Uproar in Iqlim al-Kharroub over Plans to Build Syrian Refugee Camp
إقرأ هذا الخبر بالعربية
Alleged plans to set up a Syrian refugee camp at an Iqlim al-Kharroub town have trigerred a popular outcry in the area, amid a pledge by the Progressive Socialist Party to block the purported project.
Speaking at a meeting for municipal chiefs, mayors and residents at Iqlim al-Kharroub's Jmailiyeh, the town's mayor Nicolas Dagher strongly condemned “the attempt to build a Syrian refugee camp in the outskirts of our town, which overlook the towns of Alman and Rmeileh.”
“The region's towns have welcomed Syrian refugees and offered them shelter, but their numbers have exceeded those of the towns' residents,” Dagher explained.
For his part, Alman municipal chief Farid Ghanem stressed the municipality’s “complete rejection of this project” and mentioned what he described as the reasons behind this refusal.
“Jmailiyeh is a small town whose residents were displaced in the last civil war,” Ghanem said, adding that “similar to other Christian towns in Iqlim al-Kharroub, some of its residents and political figures are exerting arduous endeavors to convince those who had left to return.”
Meanwhile, PSP's official in the region Jamal Saad underlined party leader MP Walid Jumblat's rejection of “the project and of this idea.”
“We, as a party, are against the creation of any camp in the region. We had assisted our Syrian brothers and are still doing so; we are with the Syrian revolution and with the rights of the Syrian people, but not at the expense of our people, residents and land,” said Saad.
“If they want to set up camps, let them be created in a safe zone on the Lebanese-Syrian border,” he added.
The official emphasized that the PSP will not allow the execution of such a project in the region “whatever the considerations might be.”
“Today's meeting is a warning and the start of action against this project,” Saad cautioned.
“We will not remain silent and we will escalate the situation through sit-ins and the blocking of roads,” he warned, urging the country's top officials to “interfere and prevent the creation of such camps.”
On April 3, the U.N. refugee agency said more than a million people fleeing Syria's war have registered as refugees in Lebanon, with many now living in dire conditions. The agency says that every day it registers 2,500 new refugees in Lebanon -- more than one person a minute.
On the same day, the opposition Syrian National Coalition demanded an end to “racist practices” against Syria's refugees in Lebanon.
The SNC lauded a solidarity campaign against racism launched by Lebanese activists on social media websites to “highlight the difficult conditions Syrian refugees are going through in Lebanon.”
The statement was referring to a popular campaign launched as a response to a press conference by former telecommunications minister Nicolas Sehnaoui and Free Patriotic Movement official Ziad Abs, during which the two men called for protecting citizens in Ashrafieh, after an increase in the number of refugees.
The two FPM officials had also called for closing the border with Syria “because Lebanon can not bear receiving more refugees.”
Y.R.

Jumblatt is a hypocrite. He expects other regions in Lebanon to welcome the Syrian refugees in open arms, but when it comes to his backyard, he turns them away and claims there's no space.

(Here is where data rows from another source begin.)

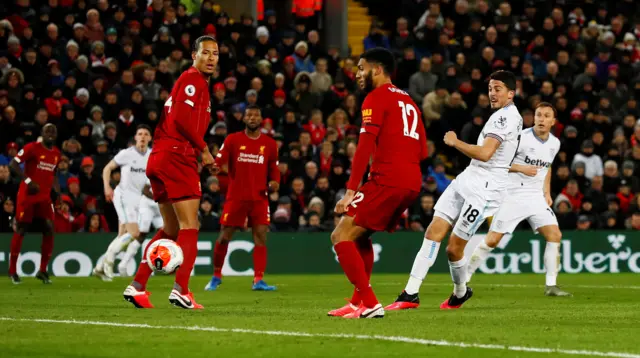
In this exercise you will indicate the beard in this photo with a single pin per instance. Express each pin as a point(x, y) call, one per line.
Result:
point(368, 82)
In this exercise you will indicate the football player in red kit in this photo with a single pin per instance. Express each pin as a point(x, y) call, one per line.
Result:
point(40, 161)
point(393, 133)
point(252, 159)
point(173, 171)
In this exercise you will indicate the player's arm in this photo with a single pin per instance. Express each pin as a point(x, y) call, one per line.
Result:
point(274, 172)
point(482, 152)
point(106, 176)
point(528, 170)
point(23, 156)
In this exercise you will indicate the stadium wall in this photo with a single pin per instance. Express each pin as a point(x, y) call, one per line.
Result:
point(592, 251)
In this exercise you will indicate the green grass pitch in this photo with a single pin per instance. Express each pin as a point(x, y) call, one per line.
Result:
point(85, 317)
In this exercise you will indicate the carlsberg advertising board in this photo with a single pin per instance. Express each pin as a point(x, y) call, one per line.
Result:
point(592, 251)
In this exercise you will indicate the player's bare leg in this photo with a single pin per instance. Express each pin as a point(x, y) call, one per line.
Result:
point(260, 258)
point(136, 292)
point(104, 267)
point(553, 236)
point(482, 251)
point(343, 239)
point(219, 255)
point(458, 268)
point(45, 252)
point(187, 214)
point(16, 246)
point(426, 257)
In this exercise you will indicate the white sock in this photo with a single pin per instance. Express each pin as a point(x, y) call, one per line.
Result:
point(118, 244)
point(132, 250)
point(552, 262)
point(480, 254)
point(423, 261)
point(459, 276)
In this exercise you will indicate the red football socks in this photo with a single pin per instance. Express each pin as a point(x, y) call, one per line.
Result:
point(353, 266)
point(365, 248)
point(188, 241)
point(46, 250)
point(16, 245)
point(219, 254)
point(144, 271)
point(259, 262)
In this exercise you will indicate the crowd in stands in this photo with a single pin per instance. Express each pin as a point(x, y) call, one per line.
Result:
point(97, 69)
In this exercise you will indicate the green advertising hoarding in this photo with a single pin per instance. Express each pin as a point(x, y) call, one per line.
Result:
point(592, 251)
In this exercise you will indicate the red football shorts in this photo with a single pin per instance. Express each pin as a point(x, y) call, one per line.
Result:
point(378, 208)
point(174, 177)
point(236, 212)
point(28, 209)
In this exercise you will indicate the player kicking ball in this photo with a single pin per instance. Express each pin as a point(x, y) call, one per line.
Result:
point(529, 198)
point(474, 195)
point(252, 159)
point(393, 133)
point(126, 198)
point(40, 161)
point(173, 172)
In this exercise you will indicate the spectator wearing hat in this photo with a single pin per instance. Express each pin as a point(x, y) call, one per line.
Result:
point(306, 100)
point(90, 183)
point(593, 162)
point(625, 196)
point(611, 178)
point(303, 62)
point(320, 78)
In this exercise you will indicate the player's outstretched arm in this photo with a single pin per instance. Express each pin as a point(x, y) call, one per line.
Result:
point(528, 170)
point(106, 179)
point(482, 153)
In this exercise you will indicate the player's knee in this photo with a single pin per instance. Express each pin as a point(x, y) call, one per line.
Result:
point(554, 236)
point(436, 231)
point(337, 236)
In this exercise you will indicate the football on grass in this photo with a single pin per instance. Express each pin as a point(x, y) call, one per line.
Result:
point(164, 256)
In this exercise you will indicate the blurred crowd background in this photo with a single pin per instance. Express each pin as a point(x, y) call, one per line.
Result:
point(97, 69)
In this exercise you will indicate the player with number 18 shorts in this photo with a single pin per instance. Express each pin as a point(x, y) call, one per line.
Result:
point(530, 198)
point(393, 134)
point(473, 196)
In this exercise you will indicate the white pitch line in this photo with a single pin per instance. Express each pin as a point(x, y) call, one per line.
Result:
point(420, 341)
point(506, 285)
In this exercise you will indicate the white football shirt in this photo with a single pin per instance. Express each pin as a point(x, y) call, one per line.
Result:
point(133, 166)
point(533, 151)
point(504, 125)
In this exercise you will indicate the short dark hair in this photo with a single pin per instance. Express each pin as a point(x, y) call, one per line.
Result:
point(201, 39)
point(253, 106)
point(506, 77)
point(144, 126)
point(548, 105)
point(381, 57)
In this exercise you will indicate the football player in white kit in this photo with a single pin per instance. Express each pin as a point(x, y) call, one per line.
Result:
point(149, 214)
point(473, 196)
point(126, 198)
point(529, 198)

I never lectured other Lebanese on taking them in and letting them settle in their areas. I only said they should be resettled in Saudi Arabia because, as the main sponsor of the FSA-Al Qaeda jihadist cannibal terrorists, Saudi Arabia is primarily responsible for the suffering of these refugees.

@Tony, I was being sprayed down with water hoses for resisting the Syrian occupation forces while your likes and your leaders were either visiting them in Syria, eating barazek with them, or shining their boots. Dont try to teach me about shame and honor.